Monday, May 20, 2013

To err is human; to cheat is, well, cheating

Back in the day, there was a philosophy predicated on the ethical belief that cheaters never prosper from their actions. The way the wheel turns, in today’s academic environment the cheaters are earning the A’s, while the ethical minority struggles to earn an honest grade that still qualifies them to continue with their education. Sooner or later, contrary to what we all would like to believe, the honest student succumbs to the will of the majority and joins the cheaters who consistently outscore them on standardized testing. What the teachers don't seem to understand is that too many perfect scores on any test doesn't mean a class mastered the content; it means that there is cheating running rampant among the students.

Test banks, along with the answer keys, are prolific online and easy to obtain for anyone who has the financial means to make the purchase, especially if a dozen or so students all contribute to the buy. Textbook companies make these materials available for instructors; however, if they are available to one consumer, they are available to all consumers. There are no checks and balances that require a purchaser to have administrative approval for the purchase: any credit card will be accepted and any purchase put through. The test banks are often downloaded to the buyer's computer at the time of purchase, which means that buyer can sell to anyone who wants a personal copy of the materials.

True/False and multiple choice answers are easiest scored by using a Scantron answer sheet and a scoring machine; thus, the test banks/answer keys focus more on that form of testing rather than, perhaps, a short written response that demonstrates each student’s mastery of the concepts being tested. It’s a matter of time/money for the TAs (teacher’s assistant) who are often solely responsible for grading the exam instruments: in a class with 300 students, the time it could take to hand-score short written responses, at 5 minutes per student per question, becomes several hours, and those hours have to be multiplied times the total student enrollment the instructor is assigned in any given semester. Compared to using the Scantron system, which scores both true/false and multiple choice responses literally as fast as the user can put the answer card through the scoring machine, the answer for the teacher and assistants is time, rather than educational outcome.

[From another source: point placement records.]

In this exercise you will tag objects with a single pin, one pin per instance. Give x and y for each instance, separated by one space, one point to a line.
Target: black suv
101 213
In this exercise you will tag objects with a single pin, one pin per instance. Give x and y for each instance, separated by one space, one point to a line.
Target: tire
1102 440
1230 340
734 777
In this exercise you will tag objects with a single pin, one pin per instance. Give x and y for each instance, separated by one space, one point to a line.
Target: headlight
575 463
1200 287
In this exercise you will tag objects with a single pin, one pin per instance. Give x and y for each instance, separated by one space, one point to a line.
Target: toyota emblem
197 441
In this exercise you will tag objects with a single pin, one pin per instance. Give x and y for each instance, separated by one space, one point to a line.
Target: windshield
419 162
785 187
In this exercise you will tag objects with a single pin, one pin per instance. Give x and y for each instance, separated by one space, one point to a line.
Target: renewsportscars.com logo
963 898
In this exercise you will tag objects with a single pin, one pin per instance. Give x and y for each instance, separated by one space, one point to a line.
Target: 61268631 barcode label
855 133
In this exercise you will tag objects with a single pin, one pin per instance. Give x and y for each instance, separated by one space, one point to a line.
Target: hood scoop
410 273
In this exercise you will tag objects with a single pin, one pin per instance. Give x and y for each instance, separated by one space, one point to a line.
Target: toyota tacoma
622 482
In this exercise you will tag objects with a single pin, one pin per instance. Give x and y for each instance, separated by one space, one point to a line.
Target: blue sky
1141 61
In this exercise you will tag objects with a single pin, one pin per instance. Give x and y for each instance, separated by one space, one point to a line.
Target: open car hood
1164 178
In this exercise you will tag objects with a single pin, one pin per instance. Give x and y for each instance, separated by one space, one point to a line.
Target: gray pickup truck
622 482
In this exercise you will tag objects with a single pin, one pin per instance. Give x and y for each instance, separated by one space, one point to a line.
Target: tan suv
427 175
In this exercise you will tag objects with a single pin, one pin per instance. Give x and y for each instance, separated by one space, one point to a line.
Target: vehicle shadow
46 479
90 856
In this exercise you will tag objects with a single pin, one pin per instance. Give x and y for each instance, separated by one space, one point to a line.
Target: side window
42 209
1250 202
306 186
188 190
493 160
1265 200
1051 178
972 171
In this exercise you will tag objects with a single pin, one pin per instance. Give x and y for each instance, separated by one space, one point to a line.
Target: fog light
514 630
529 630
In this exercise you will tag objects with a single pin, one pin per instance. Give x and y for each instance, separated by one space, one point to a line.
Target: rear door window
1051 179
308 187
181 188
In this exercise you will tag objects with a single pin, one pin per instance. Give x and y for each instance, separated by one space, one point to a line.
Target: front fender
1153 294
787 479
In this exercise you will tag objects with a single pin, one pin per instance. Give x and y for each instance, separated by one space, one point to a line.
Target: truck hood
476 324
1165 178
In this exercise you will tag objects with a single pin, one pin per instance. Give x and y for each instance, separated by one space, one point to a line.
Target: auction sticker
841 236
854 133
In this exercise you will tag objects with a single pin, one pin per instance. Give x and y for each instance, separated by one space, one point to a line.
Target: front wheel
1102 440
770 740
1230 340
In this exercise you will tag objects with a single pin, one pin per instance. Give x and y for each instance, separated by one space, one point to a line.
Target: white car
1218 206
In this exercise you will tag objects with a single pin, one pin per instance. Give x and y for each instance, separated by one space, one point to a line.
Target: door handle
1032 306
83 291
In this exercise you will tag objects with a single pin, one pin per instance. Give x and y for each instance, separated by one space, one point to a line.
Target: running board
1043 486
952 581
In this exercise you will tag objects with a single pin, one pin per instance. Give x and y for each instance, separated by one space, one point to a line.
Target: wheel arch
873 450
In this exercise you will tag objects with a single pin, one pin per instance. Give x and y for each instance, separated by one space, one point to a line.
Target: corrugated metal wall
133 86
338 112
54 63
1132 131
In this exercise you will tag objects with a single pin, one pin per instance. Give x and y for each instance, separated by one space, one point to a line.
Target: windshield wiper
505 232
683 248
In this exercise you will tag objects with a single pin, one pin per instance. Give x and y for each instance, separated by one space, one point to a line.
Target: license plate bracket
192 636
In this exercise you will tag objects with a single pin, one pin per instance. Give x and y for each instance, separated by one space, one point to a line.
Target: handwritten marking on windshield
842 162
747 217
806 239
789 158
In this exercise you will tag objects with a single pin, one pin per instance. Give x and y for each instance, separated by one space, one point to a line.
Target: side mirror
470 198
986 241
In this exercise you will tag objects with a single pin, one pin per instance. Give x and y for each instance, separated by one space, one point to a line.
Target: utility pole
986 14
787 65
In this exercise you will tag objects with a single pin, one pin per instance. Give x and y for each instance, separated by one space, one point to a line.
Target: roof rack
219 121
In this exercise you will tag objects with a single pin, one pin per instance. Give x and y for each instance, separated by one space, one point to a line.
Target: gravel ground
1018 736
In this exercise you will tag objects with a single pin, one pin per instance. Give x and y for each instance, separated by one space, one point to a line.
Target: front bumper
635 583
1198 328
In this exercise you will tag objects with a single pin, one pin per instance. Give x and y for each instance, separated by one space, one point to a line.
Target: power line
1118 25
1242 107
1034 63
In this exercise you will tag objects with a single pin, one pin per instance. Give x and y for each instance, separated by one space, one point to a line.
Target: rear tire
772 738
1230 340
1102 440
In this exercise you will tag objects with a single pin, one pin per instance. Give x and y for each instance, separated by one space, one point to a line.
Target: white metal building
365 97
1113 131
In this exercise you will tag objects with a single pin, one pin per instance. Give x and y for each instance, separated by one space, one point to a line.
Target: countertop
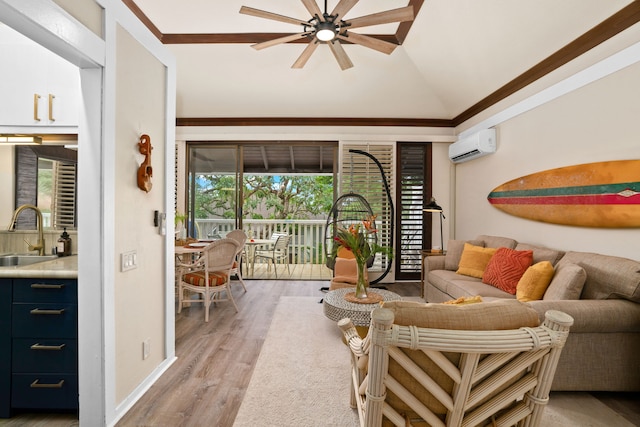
60 268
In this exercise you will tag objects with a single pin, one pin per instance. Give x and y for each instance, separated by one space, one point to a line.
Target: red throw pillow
506 268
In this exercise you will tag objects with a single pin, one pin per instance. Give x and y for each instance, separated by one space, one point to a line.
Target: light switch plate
128 260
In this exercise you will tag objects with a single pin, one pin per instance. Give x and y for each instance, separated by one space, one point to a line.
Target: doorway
263 188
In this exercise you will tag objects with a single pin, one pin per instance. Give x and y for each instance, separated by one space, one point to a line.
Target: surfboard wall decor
602 194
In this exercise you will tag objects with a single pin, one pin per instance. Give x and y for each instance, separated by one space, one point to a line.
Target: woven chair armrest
358 346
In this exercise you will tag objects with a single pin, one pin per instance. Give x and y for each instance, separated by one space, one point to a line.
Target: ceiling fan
331 29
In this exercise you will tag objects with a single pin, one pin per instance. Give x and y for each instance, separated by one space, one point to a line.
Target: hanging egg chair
352 208
349 209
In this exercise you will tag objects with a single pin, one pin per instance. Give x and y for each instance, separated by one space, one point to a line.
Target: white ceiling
456 53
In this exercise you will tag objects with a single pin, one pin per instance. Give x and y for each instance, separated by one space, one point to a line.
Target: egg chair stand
352 208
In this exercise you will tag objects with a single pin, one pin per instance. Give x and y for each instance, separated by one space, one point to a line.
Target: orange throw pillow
506 268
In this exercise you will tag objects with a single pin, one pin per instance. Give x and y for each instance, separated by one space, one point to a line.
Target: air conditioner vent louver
477 145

And, believe me, we all want to believe that "our" students won't cheat: they won't pass the answers from one section of the same course to students in other sections of that course; they won't purchase materials from the students who took the course last semester to ensure a good grade this semester; they won't download required semester papers from the internet and put their own names onto them and submit them as original student work; they won't go online and buy the test bank.

For the student, the ethical position eventually becomes untenable when dozens are getting perfect scores on the heavily-weighted objective quizzes and tests, while the honest student may be missing answers and receiving a lower grade. No one tells the educational institution or the teacher that the high-scoring students have the test bank and answers to all the Scantron-based testing instruments: no one likes a snitch. The ethical teacher could renumber and/or remix the questions from the test bank to help guard against unethical student use of test banks. It would take a bit of time, but cutting and pasting on a computer and then making a new master Scantron test answer sheet could help to minimize the prolific cheating activity that students take as their data-driven right.

Ideally, an ethical individual would not cheat regardless of the price paid to remain honest; however, success in educational institutions is based strictly on exam scores … and to err is human, but to cheat becomes divine when cheating along with everyone else simply creates a level playing field.